Publicado em Crônica

​Deve estar difícil encontrar um vaqueiro que saiba tirar leite. O anúncio está sendo publicado há dias nas páginas dos classificados e, pelo jeito, nenhum vaqueiro se apresentou para o serviço. Não deve ser um trabalho especializado este de segurar nas tetas de uma vaca, colocar um balde embaixo e caprichar na mira do jato, mas alguma arte há de ser empregada porque o movimento dos dedos e da mão obedece a uma coreografia.

​Mais sorte deve ter tido o anunciante que procurava por uma empregada que durma. Eu mesmo gostaria de uma funcionária que ficasse esperta, fosse ágil. Talvez ele quisesse dizer que estava procurando alguém que pernoitasse na casa e não simplesmente dormisse em serviço, mas o português prega essas peças. De qualquer forma, o anúncio não apareceu mais, o que sugere que a dorminhoca foi encontrada.

​A vida das cidades passa pelos classificados dos jornais. Antigamente eles eram tão importantes que ocupavam parte da primeira página – por décadas um dos mais tradicionais diários do Brasil trazia um “L” de pequenos anúncios na capa, mostrando que eles eram tão importantes quanto as notícias. Mas os classificados estão minguando.

​Há a concorrência da internet, produtos que duram menos, faixas que emporcalham as ruas; motivos não faltam. Mas ainda assim os pequenos anúncios conservam o charme, com ofertas que vão do esoterismo – astrólogos, mães de santo – às sensações mais mundanas, como o aluguel do próprio corpo pelos profissionais do sexo.

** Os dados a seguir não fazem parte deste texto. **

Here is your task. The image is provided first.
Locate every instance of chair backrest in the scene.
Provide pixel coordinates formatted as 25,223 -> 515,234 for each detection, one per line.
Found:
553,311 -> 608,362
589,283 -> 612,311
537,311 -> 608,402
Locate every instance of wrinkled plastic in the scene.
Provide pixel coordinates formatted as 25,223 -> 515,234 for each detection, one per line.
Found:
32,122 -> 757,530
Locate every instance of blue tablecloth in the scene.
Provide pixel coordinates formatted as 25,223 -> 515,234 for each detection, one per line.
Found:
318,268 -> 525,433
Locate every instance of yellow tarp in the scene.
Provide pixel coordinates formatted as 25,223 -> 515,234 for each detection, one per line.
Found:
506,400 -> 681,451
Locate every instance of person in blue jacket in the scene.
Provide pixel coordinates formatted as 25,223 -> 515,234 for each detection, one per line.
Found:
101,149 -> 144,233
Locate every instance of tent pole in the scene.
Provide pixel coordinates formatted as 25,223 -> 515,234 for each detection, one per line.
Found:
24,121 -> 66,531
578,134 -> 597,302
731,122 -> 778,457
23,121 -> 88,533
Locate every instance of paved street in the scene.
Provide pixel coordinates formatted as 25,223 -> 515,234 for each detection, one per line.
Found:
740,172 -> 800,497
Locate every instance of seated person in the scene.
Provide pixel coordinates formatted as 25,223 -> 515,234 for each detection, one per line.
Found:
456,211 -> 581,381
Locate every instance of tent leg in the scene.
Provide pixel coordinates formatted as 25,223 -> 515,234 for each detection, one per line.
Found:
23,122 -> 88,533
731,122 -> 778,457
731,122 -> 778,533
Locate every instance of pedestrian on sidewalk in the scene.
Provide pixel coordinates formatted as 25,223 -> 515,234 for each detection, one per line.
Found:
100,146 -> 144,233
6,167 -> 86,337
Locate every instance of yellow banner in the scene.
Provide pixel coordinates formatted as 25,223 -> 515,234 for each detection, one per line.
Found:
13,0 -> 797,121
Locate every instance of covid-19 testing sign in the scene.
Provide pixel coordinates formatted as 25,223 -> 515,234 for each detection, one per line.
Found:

​Vez por outra aparece um mistério. Está escrito: “Agência Pétalas de Rosa. Grupo de pessoas livres”. E vem o número de telefone. Um enunciado como este exercita a imaginação mais obtusa. O que faz um grupo de pessoas livres? Seriam escravos sem grilhões? Libertários em luta permanente contra os opressores? Democratas radicais? Libertinos em busca de orgias sem fim?​

Não sei. Preferi não ligar. Aprendi desde cedo que tem coisa que a gente não mexe, até porque a realidade atrapalha a fantasia. É sempre bacana imaginar pessoas sem cabresto, sem grades, donas do próprio nariz, mas desconfio que é um sonho. Muito pouca gente chega nesse estágio. Mas é melhor do que achar que liberdade é uma calça velha, azul e desbotada como dizia aquele antigo anúncio de brim.

Os classificados servem para tudo. De declaração de amor a contos do vigário, de vendas de garagem para quem quer se livrar de tralhas a comunicados de perda de documento, até declaração pública de sumiço de funcionário. Pena que sejam cada vez menos usados, parecendo ter o mesmo destino dos telegramas, das polainas e dos relógios cuco.

Dificilmente teremos um retorno vintage dos classificados, como ocorreu com os discos long playing, as fitas cassetes e até mesmo – pasmem – os VHS cheios de drop-outs, cores borradas e fitas amassadas. É mais um pedaço da história do homem que se vai, mesmo sem ter sido substituído a altura por nenhum outro meio e que carrega parte da vida da cidade. E além de tudo vamos ficar sem saber quem são aquelas pessoas livres.